Friday, October 23, 2009

Gene Mapping: Opportunity to Improve Dog Breeds or to Breed Irresponsibly

I got a blast from a well-know breeder of Labrador retrievers. Turns out her line of champion Labs is riddled with PRA (Progressive Retinal Atrophy), a recessive, single-gene trait that is unfortunately common in some breeds. Dogs with two PRA genes become blind. With the new genetic test, she knows which of her dogs are PRA carriers, and she can "safely" breed them to PRA normals and thereby avoid producing blind puppies.

The canine genotype was usefully mapped in 2004. Work on this massive project extended from 1997 and continues today. Genes for some dog diseases have been identified and located. After the PRA gene was found, a test was developed to identify dogs who carry it.

A dog with two recessive PRA genes will become blind. Carriers with one recessive PRA gene will not be blind, but they will pass on the PRA gene to half of their offspring.

Being able to identify carriers could be used to reduce the frequency of the PRA gene in dog breeds. Before the PRA test was available, PRA blind dogs were not bred, but unaffected carriers were bred by unsuspecting owners. Breeding carriers kept the gene frequency high. Now, if carriers are identified and not bred, the number of PRA genes in a breed could be rapidly reduced and eventually eliminated from the breed.

On the other hand, a test to identify carriers has given unscrupulous breeders a new tool to avoid producing PRA blind puppies by breeding their PRA carriers to PRA normals. Half of the puppies will carry on the PRA gene to the next generation, and beyond. But, no matter, they think. None of the current puppies is blind.

The excuse for breeding PRA carriers is they have other splendid breed characteristics, which is doubtless true. They win championships in the show ring, because judges cannot see the genetic liabilities of carriers. Many conformation winners are probably PRA carriers and carriers of other genetic diseases.

Conformation shows are limited to reproductively intact animals, because show dogs are supposed to be the parent stock for the next generation of the breed. Show champions are the most frequently used stud dogs, who sire hundreds of puppies and whose genes are carried to thousands of puppies in future generations. If champion stud dogs carry genetic disorders, the gene frequencies of these disorders will be increased in future generations of the breed.

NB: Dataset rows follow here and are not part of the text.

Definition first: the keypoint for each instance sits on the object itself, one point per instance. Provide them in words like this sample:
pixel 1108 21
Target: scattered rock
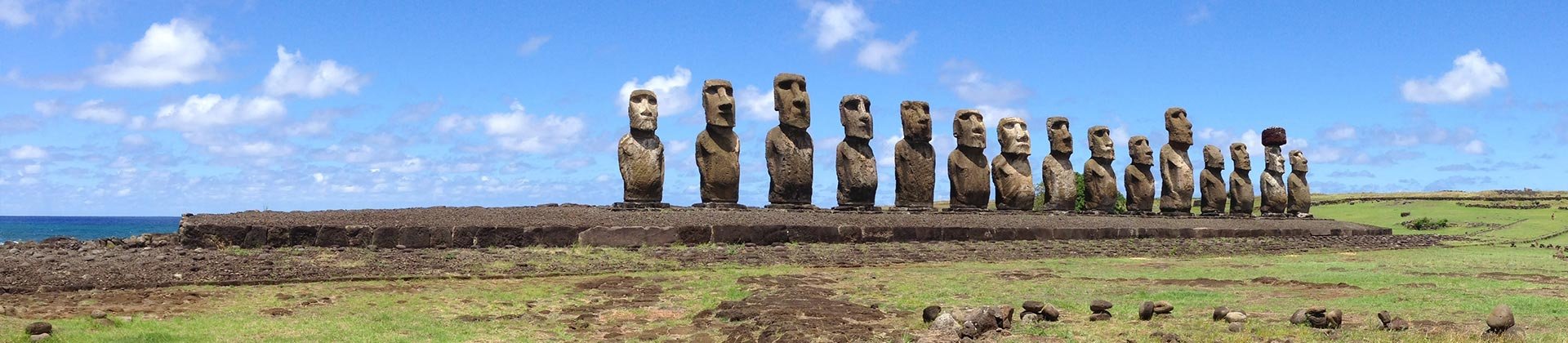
pixel 44 327
pixel 930 314
pixel 1236 317
pixel 1501 318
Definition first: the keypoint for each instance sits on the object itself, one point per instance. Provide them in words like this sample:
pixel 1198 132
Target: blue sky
pixel 209 107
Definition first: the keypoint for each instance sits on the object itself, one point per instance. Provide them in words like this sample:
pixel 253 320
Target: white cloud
pixel 168 54
pixel 99 112
pixel 13 13
pixel 756 104
pixel 838 22
pixel 518 131
pixel 671 91
pixel 532 46
pixel 974 85
pixel 212 110
pixel 29 152
pixel 1472 77
pixel 292 76
pixel 883 56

The health of a breed cannot be improved until breeders use new genetic information to reduce the frequency of genetic disorders, not to increase them by breeding carriers.

Here's an idea: Dogs in conformation shows, which are held to identify the best breeding stock, must have clearances for PRA, exercise-induced collapse, identified heart, eye, kidney, and skeletal disorders, and other genetic diseases as they are identified. Carriers should not be eligible to be shown as future breeding stock, because they should not be bred.

The AKC claims to care about the health of purebred dogs. Healthy breeds are not riddled with genetic disorders. The AKC can take a proactive stance to limit conformation shows to genetically sound dogs. Even if the have staight backs, fine chests, handsome heads, and so forth, dogs who carry genes for serious genetic disorders are not a credit to the breed.

I was blasted by a well-known Labrador kennel owner for suggesting she not breed her PRA carriers. Because famous breeders, such as this jewel, have huge influence with the AKC and its stable of judges and show organizers, nothing will change. As more genetic information becomes available about serious canine disorders, that information will not be used to improve the health of dog breeds, because influential breeders' dogs carry those genetic disorders.

In my opinion, the number one priority for popular dogs, such as Labrador retrievers -- the world's most frequent breed -- has to be health. 95% of Labs are family pets. People want a sound companion, who will live a healthy life. They do not deserve to lose a cherished pet to hidden genetic disorders that show up after two, five or even 10 years. The only way to assure a healthy breed is to breed responsibly to eliminate genetic disorders.